THE GOVERNMENT'S target for recycling a quarter of the nation's domestic garbage could cost each household more than pounds 50 a year, according to a report.

If the charge went straight on to the council tax it would more than double the price Britons pay to get rid of the half a tonne or more of rubbish each household produces a year. It might also make recycling hugely unpopular.

The report was commissioned by the Government from Environmental Resources Limited (ERL), a leading consultancy. Its conclusions show that ministers will have to intervene in the waste-disposal and recycled product markets if the target is to have the remotest chance of being met.

When the then Secretary of State for the Environment, Chris Patten, announced this target in 1990, it was greeted as one of the few really challenging commitments in his White Paper.

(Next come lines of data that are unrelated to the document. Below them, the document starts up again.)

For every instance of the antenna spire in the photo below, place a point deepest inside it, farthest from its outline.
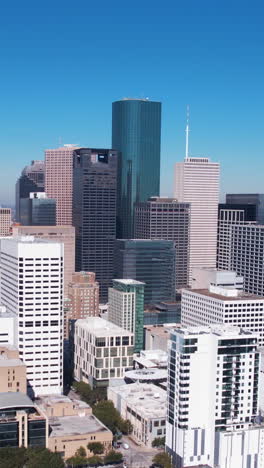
(187, 133)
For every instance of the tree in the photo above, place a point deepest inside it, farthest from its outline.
(158, 442)
(96, 447)
(113, 456)
(162, 459)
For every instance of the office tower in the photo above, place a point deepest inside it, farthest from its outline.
(32, 179)
(226, 305)
(58, 181)
(62, 234)
(31, 287)
(197, 183)
(94, 212)
(165, 218)
(204, 277)
(253, 201)
(102, 351)
(82, 298)
(38, 210)
(213, 390)
(136, 129)
(229, 214)
(126, 308)
(149, 261)
(5, 221)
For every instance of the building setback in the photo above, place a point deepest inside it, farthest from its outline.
(136, 132)
(94, 212)
(149, 261)
(166, 218)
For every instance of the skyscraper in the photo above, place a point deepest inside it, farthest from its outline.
(31, 287)
(197, 183)
(126, 308)
(32, 179)
(213, 398)
(58, 181)
(166, 218)
(149, 261)
(94, 212)
(136, 131)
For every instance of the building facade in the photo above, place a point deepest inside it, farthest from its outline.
(197, 183)
(58, 181)
(31, 287)
(136, 133)
(63, 234)
(126, 308)
(149, 261)
(94, 212)
(223, 305)
(102, 351)
(165, 218)
(213, 396)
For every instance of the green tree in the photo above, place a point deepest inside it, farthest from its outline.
(96, 447)
(162, 459)
(113, 456)
(158, 442)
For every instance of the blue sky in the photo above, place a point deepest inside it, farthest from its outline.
(63, 63)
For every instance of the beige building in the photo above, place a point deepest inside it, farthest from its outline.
(13, 372)
(64, 234)
(83, 297)
(72, 425)
(5, 221)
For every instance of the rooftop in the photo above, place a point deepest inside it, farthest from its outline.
(75, 425)
(147, 399)
(100, 327)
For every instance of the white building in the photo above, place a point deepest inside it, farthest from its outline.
(204, 277)
(213, 398)
(224, 305)
(102, 351)
(145, 406)
(31, 287)
(197, 183)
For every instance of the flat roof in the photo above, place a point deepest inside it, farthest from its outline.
(75, 425)
(101, 327)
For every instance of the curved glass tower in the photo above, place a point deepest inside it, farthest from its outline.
(136, 128)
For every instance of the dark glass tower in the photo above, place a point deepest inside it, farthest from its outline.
(149, 261)
(136, 128)
(94, 212)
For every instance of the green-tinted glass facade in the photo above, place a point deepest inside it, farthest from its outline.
(136, 130)
(138, 289)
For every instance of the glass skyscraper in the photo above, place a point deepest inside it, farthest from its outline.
(136, 129)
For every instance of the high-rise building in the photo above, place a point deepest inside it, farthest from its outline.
(83, 298)
(38, 210)
(136, 131)
(149, 261)
(166, 218)
(197, 183)
(62, 234)
(225, 305)
(253, 201)
(126, 308)
(213, 398)
(31, 287)
(94, 212)
(5, 221)
(32, 179)
(58, 181)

The consultants were asked to analyse the extra costs involved in collecting this huge amount of recyclable material - chiefly glass, paper, plastics, metals and garden and kitchen wastes which can be turned into compost - and what economic policies could help. They concluded that only kerbside collection schemes could hope to achieve it, rather than the familiar bottle-bank, can-bank and paper- bank schemes in which residents volunteer to take these materials to collection points.

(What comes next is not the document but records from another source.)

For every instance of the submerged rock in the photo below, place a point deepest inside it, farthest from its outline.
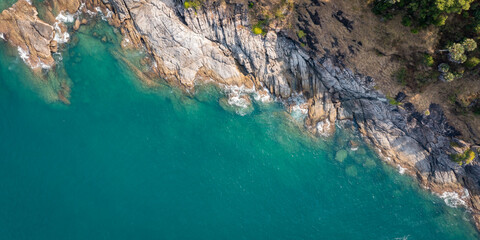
(351, 171)
(341, 155)
(31, 36)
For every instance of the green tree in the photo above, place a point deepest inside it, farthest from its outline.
(457, 53)
(469, 44)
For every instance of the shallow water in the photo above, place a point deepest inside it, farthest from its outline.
(128, 162)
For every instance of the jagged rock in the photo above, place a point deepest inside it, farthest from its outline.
(400, 96)
(53, 46)
(76, 25)
(24, 30)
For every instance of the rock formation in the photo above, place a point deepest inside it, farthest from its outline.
(22, 28)
(215, 42)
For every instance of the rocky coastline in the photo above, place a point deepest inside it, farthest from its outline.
(214, 42)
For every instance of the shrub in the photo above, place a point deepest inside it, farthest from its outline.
(392, 101)
(401, 75)
(192, 4)
(406, 21)
(428, 60)
(448, 77)
(463, 158)
(443, 68)
(457, 53)
(469, 44)
(257, 30)
(472, 62)
(441, 20)
(301, 34)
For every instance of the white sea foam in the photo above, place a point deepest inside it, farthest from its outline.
(262, 96)
(322, 127)
(452, 199)
(25, 56)
(299, 107)
(66, 17)
(238, 97)
(104, 16)
(238, 101)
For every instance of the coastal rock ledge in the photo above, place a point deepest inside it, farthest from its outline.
(214, 42)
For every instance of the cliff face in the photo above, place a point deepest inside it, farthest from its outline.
(215, 42)
(21, 26)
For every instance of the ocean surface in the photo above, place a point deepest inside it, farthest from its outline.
(127, 161)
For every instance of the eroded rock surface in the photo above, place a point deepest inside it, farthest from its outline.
(22, 28)
(218, 37)
(214, 42)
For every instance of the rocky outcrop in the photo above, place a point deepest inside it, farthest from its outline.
(214, 42)
(22, 28)
(217, 39)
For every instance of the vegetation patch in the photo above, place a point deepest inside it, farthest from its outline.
(463, 158)
(195, 4)
(301, 34)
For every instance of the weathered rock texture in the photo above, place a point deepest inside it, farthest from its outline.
(215, 42)
(21, 27)
(217, 39)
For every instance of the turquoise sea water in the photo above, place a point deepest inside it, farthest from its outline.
(124, 161)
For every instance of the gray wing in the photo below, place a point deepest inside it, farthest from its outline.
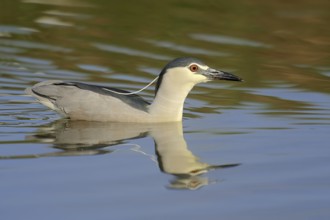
(52, 93)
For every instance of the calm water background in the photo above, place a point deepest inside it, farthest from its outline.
(271, 132)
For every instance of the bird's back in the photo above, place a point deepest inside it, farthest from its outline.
(82, 101)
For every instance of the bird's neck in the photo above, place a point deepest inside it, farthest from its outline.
(169, 101)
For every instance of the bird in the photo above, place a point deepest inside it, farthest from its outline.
(88, 102)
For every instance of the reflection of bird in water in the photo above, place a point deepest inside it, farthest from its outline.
(76, 138)
(80, 101)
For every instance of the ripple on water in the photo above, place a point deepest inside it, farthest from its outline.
(222, 39)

In kerbside schemes all the households in an area are asked to collect their non-wastes in one or more containers separate from the dustbin. A special collection vehicle calls once a week or fortnight to pick them up. Several such schemes have been tried in British towns. They collect far more material than the recycling centres but the costs are substantially higher. The consultants estimate that universal kerbside schemes could collect up to 5.5 million tonnes of recyclable materials a year - almost a third of total household garbage.

This should lead to some savings through not having to dump waste at landfill sites and in selling the material collected to industry. But savings will be vastly outweighed by the extra costs involved in collecting then sorting the re-usable materials. ERL puts the total increase at between pounds 123 and pounds 236 a tonne.

The consultants suggest economic policies for boosting recycling, including government subsidies to councils and increased charges for dumping - as opposed to re-using - wastes.